Anthèmes 2 was mesmerizingly performed by Clio Gould, Sound Intermedia, and the IRCAM team of Carlo Laurenzi and Jérémie Henriot. I was more or less immediately struck by the Messiaenesque cast of some of the harmonies: something I did not recall noticing before. (Perhaps it was partly a matter of Messiaen having featured so strongly in some of the conference papers.) One hears different things at different times, of course, or at least one does in music worthy of repeated hearings. And from the very outset, I could not help but be seduced by Gould’s exquisite tone, arguably more Gallic in sonority than earlier performances I had heard from Michael Barenboim in Berlin and Carolin Widmann in Salzburg. Actually, there was something of the tennis match spectacular to the electronic to-and-froing, for instance in the second, pizzicato section, but only something, and this was certainly never a sonic ‘spectacular’ for its own sake. Electronics did not merely impress, though; they haunted, too, providing an endlessly fascinating envelope and penumbra for the soloist. Gould’s reading was sharply characterised, offering both contrast and unity, within a fine narrative – for this is, amongst many other things, musical drama – framework: it was playful; it was still; it was so much in between, often all at the same time. One sensed composer and musicians reaching for the skies, very much in line with Boulez’s conception of serialism as an endlessly expanding universe. Instrumentally, one could sense the potential for a full-scale concerto (Anthèmes 3, for violin, orchestra, and electronics, is eagerly awaited), yet at other times one heard a solo work, at others a duet, at others still a successor to the Bach sonatas for violin and continuo. Horizons are for Boulez always there to be expanded. The Queen Elizabeth Hall proved an excellent space for the work and its projection: superior, at least in that respect, both to the Staatsoper Unter den Linden (hardly surprisingly!) and to the the Salzburg Mozarteum’s Solitär space.

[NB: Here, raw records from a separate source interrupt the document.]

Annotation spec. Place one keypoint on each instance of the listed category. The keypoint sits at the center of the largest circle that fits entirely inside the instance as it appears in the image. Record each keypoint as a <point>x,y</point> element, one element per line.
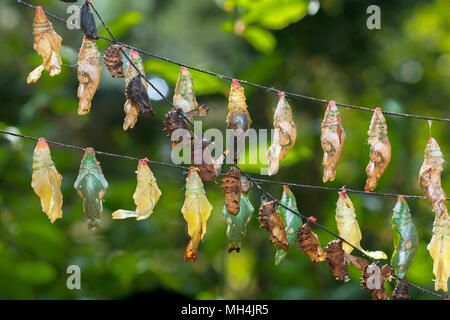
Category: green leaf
<point>237,224</point>
<point>203,83</point>
<point>261,39</point>
<point>275,14</point>
<point>35,272</point>
<point>122,24</point>
<point>291,221</point>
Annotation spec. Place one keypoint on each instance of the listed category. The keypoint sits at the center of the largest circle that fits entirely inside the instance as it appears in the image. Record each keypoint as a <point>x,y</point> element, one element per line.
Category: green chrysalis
<point>91,186</point>
<point>405,238</point>
<point>291,221</point>
<point>237,224</point>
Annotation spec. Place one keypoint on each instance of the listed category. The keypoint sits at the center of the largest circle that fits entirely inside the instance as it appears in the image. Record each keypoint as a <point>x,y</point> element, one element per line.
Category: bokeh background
<point>318,48</point>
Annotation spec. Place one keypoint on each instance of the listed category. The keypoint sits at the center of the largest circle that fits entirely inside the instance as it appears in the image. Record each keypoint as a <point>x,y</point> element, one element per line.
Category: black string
<point>221,76</point>
<point>248,177</point>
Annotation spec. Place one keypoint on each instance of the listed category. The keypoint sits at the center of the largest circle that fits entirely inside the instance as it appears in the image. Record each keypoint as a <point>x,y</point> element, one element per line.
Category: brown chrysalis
<point>373,281</point>
<point>87,22</point>
<point>401,291</point>
<point>308,243</point>
<point>231,187</point>
<point>113,61</point>
<point>137,94</point>
<point>271,222</point>
<point>335,258</point>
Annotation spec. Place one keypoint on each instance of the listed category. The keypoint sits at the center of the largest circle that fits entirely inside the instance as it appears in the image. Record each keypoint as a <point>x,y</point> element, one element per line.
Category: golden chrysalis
<point>284,137</point>
<point>439,248</point>
<point>196,211</point>
<point>89,74</point>
<point>349,228</point>
<point>47,44</point>
<point>380,150</point>
<point>238,119</point>
<point>430,178</point>
<point>332,140</point>
<point>145,197</point>
<point>46,181</point>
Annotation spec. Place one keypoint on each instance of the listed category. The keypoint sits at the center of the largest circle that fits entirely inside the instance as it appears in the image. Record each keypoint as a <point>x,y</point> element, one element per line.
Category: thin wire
<point>225,77</point>
<point>277,202</point>
<point>254,180</point>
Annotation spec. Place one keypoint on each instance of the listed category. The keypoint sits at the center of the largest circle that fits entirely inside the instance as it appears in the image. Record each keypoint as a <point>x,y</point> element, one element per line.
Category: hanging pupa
<point>145,197</point>
<point>237,224</point>
<point>89,74</point>
<point>87,22</point>
<point>405,238</point>
<point>430,178</point>
<point>439,248</point>
<point>308,243</point>
<point>335,258</point>
<point>231,187</point>
<point>113,61</point>
<point>292,222</point>
<point>47,44</point>
<point>349,228</point>
<point>373,281</point>
<point>380,150</point>
<point>271,222</point>
<point>174,122</point>
<point>238,119</point>
<point>91,186</point>
<point>138,101</point>
<point>46,181</point>
<point>196,211</point>
<point>332,140</point>
<point>284,137</point>
<point>184,95</point>
<point>401,291</point>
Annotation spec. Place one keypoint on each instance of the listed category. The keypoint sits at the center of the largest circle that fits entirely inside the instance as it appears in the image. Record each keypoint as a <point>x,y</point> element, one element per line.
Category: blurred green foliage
<point>403,67</point>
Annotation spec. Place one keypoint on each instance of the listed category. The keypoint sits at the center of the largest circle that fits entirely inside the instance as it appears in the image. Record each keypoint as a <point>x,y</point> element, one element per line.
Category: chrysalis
<point>373,281</point>
<point>231,187</point>
<point>145,197</point>
<point>87,22</point>
<point>358,262</point>
<point>47,44</point>
<point>430,178</point>
<point>309,243</point>
<point>349,228</point>
<point>91,187</point>
<point>405,238</point>
<point>237,224</point>
<point>130,108</point>
<point>196,211</point>
<point>238,118</point>
<point>46,181</point>
<point>113,61</point>
<point>439,248</point>
<point>332,140</point>
<point>89,74</point>
<point>284,137</point>
<point>292,222</point>
<point>401,291</point>
<point>335,258</point>
<point>271,222</point>
<point>136,92</point>
<point>380,150</point>
<point>184,96</point>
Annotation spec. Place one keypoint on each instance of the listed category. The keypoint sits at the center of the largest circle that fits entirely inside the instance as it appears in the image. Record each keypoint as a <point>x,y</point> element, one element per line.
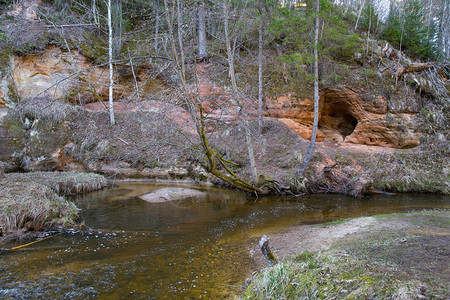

This would also be the evening when, long having been fascinated by …explosante-fixe…, I came truly to fall in love with it: surely at least in part a consequence of an equally mesmerising performance from John Cox, electronics again, the London Sinfonietta (including flautists, Helen Keen and Rebecca Larsen), and Péter Eötvös. It might have been a much smaller ensemble than that Boulez employs for his ongoing Notations, but such were the initial and subsequent exultancy that it did not necessarily sound so. Throughout, this would prove a veritable garden of delights – and of almost Haydn-like invention: so many possibilities, some taken, some doubtless remaining. The flute is an instrument I can soon tire of, but not here, not in the slightest. One of the conference papers had suggested that we might profitably understood much of Boulez’s music as being ‘about’ music, but that was not how it sounded here; if anything, this was closer to the ‘absolute’ music of German Romantic æsthetics: music, pure if far from simple. Arnold Whittall’s description of Boulez’s latter-day ‘modern classicism’ came to mind. If Stockhausen in his electronic music claimed to be writing from, for, or to outer space, Boulez proved more evocative of another world, aspirant, fantastic – and, of course, seductive. By the time we returned, or rather turned, to the final ‘Originel’ – generative, but concluding – we seemed to hark back to the delicacy of earlier tombeaux: Debussy, Ravel, even Rameau. The material was transformed by what it had earlier become. Lighting – or rather dimming – was sensitively employed for the ‘purely’ electronic music: it made a point without becoming the point. This must qualify as one of the most exciting Boulez performances I have heard, showing up the nasty carping, whether in France or elsewhere, Boulez and his music still endure, as the risible product of ignorance and envy.